Regarding Honduras, the lawmakers wrote: “The 2021 general elections faced unprecedented levels of political violence. Deadly attacks on municipal and congressional candidates and their supporters more than doubled in 2021, and at least 68 municipal or congressional candidates were murdered leading up to election day. Further, the U.S. State Department’s 2022 country report on human rights practices in Honduras concludes that there have been significant human rights issues in the country, including criminal groups committing acts of ‘homicide, torture, kidnapping, extortion, human trafficking, intimidation, and other threats and violence,’ particularly against vulnerable populations, including human rights defenders, judicial authorities, women, and ethnic minorities. …The ongoing humanitarian crises in Honduras coupled with the devastating impact of the environmental disasters, makes the safe return of Honduran TPS holders and those eligible for TPS inconceivable.”
TPS for both El Salvador and Honduras is in jeopardy because of actions by the Trump administration that Senator Cortez Masto strongly opposed. Redesignating El Salvador and Honduras for TPS would ensure that current TPS recipients and those eligible for TPS from these countries receive needed protection.

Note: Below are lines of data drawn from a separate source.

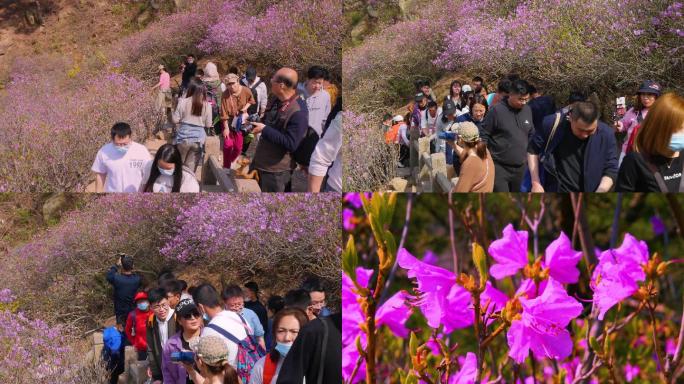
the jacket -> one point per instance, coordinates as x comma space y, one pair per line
173, 373
600, 156
507, 132
154, 346
139, 340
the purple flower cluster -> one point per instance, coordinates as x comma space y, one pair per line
48, 143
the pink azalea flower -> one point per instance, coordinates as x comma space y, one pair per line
617, 273
631, 372
468, 371
541, 327
442, 301
393, 314
509, 252
562, 260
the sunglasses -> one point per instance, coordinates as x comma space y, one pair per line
191, 315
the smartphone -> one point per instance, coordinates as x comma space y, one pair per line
183, 357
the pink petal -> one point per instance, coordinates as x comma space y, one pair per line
510, 253
562, 260
394, 313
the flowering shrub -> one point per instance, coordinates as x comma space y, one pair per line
287, 33
270, 238
54, 124
511, 314
546, 41
369, 163
275, 235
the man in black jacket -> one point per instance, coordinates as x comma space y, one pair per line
581, 154
125, 284
507, 129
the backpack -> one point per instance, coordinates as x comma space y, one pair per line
249, 351
254, 108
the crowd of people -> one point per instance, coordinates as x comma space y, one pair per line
517, 140
200, 335
292, 123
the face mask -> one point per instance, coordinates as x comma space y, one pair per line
122, 149
283, 348
167, 172
677, 142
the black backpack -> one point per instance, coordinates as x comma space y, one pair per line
254, 108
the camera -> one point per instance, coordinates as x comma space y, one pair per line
183, 357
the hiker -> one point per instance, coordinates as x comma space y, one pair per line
136, 325
258, 87
648, 93
429, 118
189, 326
282, 131
455, 97
316, 292
300, 298
477, 83
507, 129
214, 91
234, 301
160, 326
166, 173
315, 354
275, 304
326, 160
220, 321
164, 97
234, 104
656, 164
579, 152
286, 326
125, 284
212, 361
317, 99
423, 86
446, 123
120, 164
252, 302
174, 292
189, 70
194, 115
477, 168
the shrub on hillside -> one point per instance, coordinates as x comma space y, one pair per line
369, 163
54, 124
286, 33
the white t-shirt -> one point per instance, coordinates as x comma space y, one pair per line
231, 323
124, 171
164, 183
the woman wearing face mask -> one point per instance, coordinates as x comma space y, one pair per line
286, 325
633, 119
656, 164
136, 324
166, 173
190, 325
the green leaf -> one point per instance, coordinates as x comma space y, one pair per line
413, 345
350, 259
480, 261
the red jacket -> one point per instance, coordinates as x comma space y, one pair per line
139, 341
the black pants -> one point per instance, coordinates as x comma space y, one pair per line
275, 181
508, 178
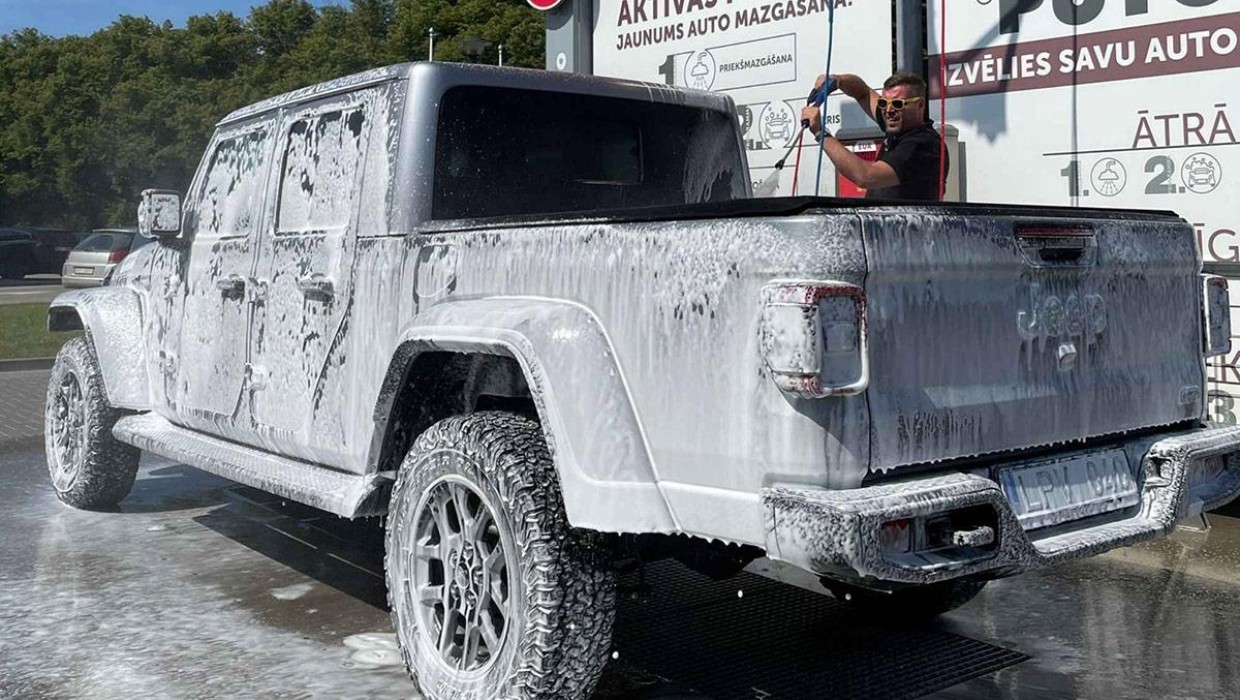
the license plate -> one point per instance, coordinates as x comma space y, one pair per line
1070, 488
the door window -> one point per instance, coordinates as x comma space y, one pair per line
231, 198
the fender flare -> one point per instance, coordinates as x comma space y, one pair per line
112, 317
608, 476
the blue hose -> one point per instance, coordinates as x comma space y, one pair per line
831, 42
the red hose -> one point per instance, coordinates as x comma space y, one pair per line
943, 99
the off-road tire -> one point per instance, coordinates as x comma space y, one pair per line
101, 470
561, 587
908, 603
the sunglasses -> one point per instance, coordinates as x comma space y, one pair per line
897, 103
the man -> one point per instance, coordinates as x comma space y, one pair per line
908, 165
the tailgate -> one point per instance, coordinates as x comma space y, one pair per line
991, 332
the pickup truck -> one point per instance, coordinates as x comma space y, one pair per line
538, 323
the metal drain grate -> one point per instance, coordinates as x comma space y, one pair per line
784, 642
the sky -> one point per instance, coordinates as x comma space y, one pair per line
62, 17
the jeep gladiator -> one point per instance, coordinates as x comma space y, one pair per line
540, 325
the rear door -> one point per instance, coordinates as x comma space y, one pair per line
998, 332
305, 273
222, 222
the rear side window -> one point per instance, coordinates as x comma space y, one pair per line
510, 151
231, 197
320, 170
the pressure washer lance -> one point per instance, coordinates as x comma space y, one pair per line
770, 185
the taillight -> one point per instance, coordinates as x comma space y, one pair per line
814, 337
1217, 315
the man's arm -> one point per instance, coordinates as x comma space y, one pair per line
856, 88
859, 172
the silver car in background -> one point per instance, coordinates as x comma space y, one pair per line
92, 260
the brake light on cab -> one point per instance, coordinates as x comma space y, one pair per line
1217, 311
812, 337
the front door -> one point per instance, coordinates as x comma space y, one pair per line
305, 275
223, 217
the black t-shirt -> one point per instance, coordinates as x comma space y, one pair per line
914, 156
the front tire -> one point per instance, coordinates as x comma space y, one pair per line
492, 594
89, 467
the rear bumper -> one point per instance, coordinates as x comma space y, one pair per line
832, 532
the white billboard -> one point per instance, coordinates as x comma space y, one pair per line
765, 53
1102, 103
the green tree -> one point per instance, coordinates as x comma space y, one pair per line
88, 122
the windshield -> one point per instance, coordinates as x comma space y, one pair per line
104, 242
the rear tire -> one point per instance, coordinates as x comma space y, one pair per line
89, 467
492, 594
929, 600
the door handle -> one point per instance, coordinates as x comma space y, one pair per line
231, 285
316, 286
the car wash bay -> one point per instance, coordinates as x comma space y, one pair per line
200, 587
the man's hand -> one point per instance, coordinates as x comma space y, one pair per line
810, 114
831, 82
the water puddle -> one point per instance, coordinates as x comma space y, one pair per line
373, 651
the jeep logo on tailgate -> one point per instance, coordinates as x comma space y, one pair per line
1062, 317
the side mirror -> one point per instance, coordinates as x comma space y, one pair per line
159, 214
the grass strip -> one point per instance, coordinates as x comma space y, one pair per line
24, 332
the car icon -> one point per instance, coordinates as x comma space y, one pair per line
1202, 175
779, 126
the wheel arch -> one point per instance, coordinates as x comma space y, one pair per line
112, 319
552, 358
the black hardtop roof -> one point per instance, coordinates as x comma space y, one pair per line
445, 76
796, 206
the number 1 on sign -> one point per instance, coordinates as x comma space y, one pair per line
1073, 172
668, 70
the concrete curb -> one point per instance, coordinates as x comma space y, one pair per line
26, 364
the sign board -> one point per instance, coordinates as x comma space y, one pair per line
765, 53
1104, 103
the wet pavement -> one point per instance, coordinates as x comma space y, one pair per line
200, 587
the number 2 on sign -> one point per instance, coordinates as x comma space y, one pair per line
1162, 167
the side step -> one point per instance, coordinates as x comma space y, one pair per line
345, 494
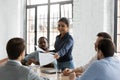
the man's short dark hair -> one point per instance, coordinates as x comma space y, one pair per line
15, 47
107, 47
104, 35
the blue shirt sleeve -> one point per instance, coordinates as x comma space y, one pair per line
91, 73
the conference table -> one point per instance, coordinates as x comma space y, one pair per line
53, 76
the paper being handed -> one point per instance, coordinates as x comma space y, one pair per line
45, 58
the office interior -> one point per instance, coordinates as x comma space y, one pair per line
88, 18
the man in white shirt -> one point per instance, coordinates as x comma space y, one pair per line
13, 69
81, 69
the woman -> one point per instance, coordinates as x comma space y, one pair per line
64, 45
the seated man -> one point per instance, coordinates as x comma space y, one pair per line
34, 56
81, 69
106, 68
13, 69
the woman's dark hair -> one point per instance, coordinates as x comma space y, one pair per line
65, 20
15, 47
107, 47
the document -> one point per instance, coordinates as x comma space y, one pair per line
46, 58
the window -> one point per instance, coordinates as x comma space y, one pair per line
117, 25
42, 17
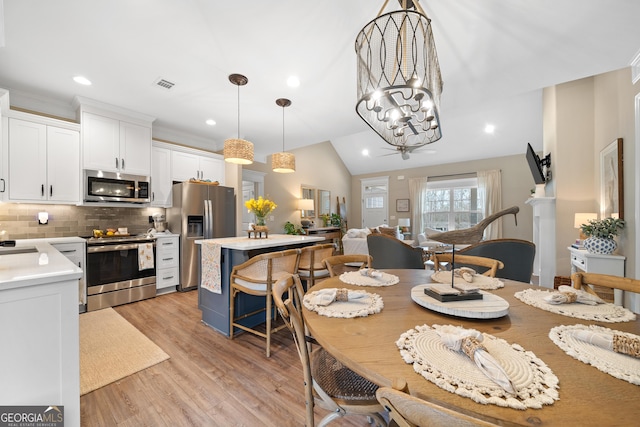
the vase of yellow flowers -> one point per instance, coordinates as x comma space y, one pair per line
260, 208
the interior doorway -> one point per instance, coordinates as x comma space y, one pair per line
375, 206
252, 188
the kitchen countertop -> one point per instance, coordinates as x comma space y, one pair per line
245, 243
45, 265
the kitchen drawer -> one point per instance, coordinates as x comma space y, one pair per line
166, 259
167, 277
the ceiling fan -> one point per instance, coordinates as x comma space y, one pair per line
405, 151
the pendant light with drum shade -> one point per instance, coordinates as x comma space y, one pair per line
283, 162
236, 150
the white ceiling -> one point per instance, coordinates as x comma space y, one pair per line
495, 58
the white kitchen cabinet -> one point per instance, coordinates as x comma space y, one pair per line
44, 162
77, 253
4, 132
193, 165
114, 145
167, 262
160, 177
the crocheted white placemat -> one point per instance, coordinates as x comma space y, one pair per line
607, 312
357, 278
361, 307
481, 281
615, 364
455, 372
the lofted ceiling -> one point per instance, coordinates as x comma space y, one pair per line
495, 57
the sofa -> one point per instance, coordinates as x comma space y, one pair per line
354, 240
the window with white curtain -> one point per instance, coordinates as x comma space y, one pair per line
452, 204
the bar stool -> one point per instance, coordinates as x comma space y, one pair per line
256, 277
311, 267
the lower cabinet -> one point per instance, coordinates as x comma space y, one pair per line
76, 252
167, 263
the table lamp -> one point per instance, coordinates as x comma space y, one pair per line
583, 218
305, 205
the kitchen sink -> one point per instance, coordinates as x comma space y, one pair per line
14, 251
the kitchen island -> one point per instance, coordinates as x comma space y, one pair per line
39, 361
234, 251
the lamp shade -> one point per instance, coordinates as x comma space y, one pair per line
305, 204
238, 151
283, 162
583, 218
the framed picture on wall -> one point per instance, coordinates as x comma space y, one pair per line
402, 205
611, 181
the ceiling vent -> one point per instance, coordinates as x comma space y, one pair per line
165, 84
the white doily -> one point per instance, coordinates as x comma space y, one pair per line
455, 372
607, 312
357, 278
617, 365
479, 280
361, 307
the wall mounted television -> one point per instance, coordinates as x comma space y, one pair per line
536, 165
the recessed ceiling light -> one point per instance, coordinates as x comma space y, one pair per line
82, 80
293, 81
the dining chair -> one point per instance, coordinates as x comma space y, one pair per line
327, 383
491, 265
583, 280
409, 411
353, 260
389, 252
516, 254
311, 266
256, 276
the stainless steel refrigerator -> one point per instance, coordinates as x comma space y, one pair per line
200, 211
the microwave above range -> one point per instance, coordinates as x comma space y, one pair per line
102, 186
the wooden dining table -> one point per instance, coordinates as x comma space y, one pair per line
367, 345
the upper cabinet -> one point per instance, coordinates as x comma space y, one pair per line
198, 165
115, 145
161, 175
114, 139
44, 161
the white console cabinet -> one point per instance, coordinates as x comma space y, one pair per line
582, 260
167, 262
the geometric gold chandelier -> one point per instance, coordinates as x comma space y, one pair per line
236, 150
283, 162
399, 81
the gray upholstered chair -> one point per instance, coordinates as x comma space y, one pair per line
389, 252
516, 255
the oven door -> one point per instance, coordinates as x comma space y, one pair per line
113, 264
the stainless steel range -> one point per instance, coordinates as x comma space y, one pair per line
120, 269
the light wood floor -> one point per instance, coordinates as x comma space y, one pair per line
209, 380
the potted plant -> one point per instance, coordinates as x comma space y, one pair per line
326, 219
290, 228
336, 220
600, 234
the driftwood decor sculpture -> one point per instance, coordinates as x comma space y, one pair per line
475, 233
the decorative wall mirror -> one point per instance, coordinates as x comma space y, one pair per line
307, 209
324, 202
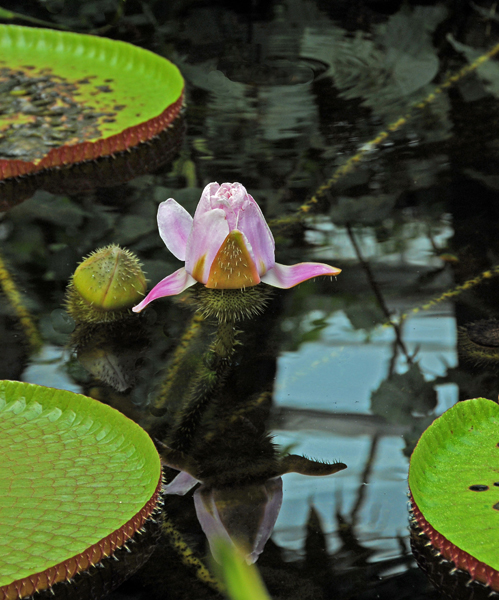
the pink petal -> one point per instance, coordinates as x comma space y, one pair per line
209, 519
169, 286
174, 224
182, 483
207, 235
274, 491
205, 202
285, 277
253, 224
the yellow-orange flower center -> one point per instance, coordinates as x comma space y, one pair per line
233, 267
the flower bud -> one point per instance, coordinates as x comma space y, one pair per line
105, 286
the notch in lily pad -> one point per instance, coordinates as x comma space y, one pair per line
454, 494
66, 98
79, 483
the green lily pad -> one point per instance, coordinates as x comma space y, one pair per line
67, 98
454, 484
77, 480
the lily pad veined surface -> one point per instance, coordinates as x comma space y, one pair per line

The letter is supported by Kids in Need of Defense (KIND), AFL-CIO, African Communities Together (ACT), Nicaraguan American Human Rights Alliance, NAHRA, Wind of the Spirit Immigrant Resource Center, Strangers No Longer (Michigan), Asylum Seeker Advocacy Project (ASAP), America’s Voice, CASA, National Partnership for New Americans, UndocuBlack Network, Arcadia MGMT, Family Action Network Movement, Nigerian Center, Presidents’ Alliance on Higher Education and Immigration, Venezuelan American Caucus, Indivisible, Community Change, Immigrant Legal Resource Center, National Immigrant Justice Center, Alianza Americas, National Immigrant Justice Center, International Refugee Assistance Project (IRAP), Church World Service, Asian Americans Advancing Justice (AAJC), UnidosUS, Immigrant Defenders Law Center, Central American Resource Center of Northern CA - CARECEN SF, Central American Resource Center of DC, Oxfam America, Maryknoll Office for Global Concerns, Dorothy Day Catholic Workers (DC), Save the Children, Franciscan Action Network, Immigration Hub, National Domestic Workers Alliance, Care in Action, Service Employees International Union (SEIU), Communities United for Status & Protection (CUSP), Central American Resource Center (CARECEN-LA), National TPS Alliance, Working Families United, National Roofing Contractors Association, Coalition for Humane Immigrant Rights (CHIRLA), North Carolina Justice Center, American Friends Service Committee (AFSC), United We Dream, and Make the Road New York.
Full text of the letter is available HERE and follows below.
The first and only Latina Senator, Senator Cortez Masto has consistently supported immigrant communities in Nevada, calling on the administration to take action to protect TPS holders and other immigrants, as well as leading commonsense legislation to fix our broken immigration system. She has worked to pass meaningful immigration reform that balances critical border security measures with a path to citizenship for Dreamers, TPS holders, and essential workers, and she’s pushed legislation to allow Dreamers and TPS holders to work in Congress.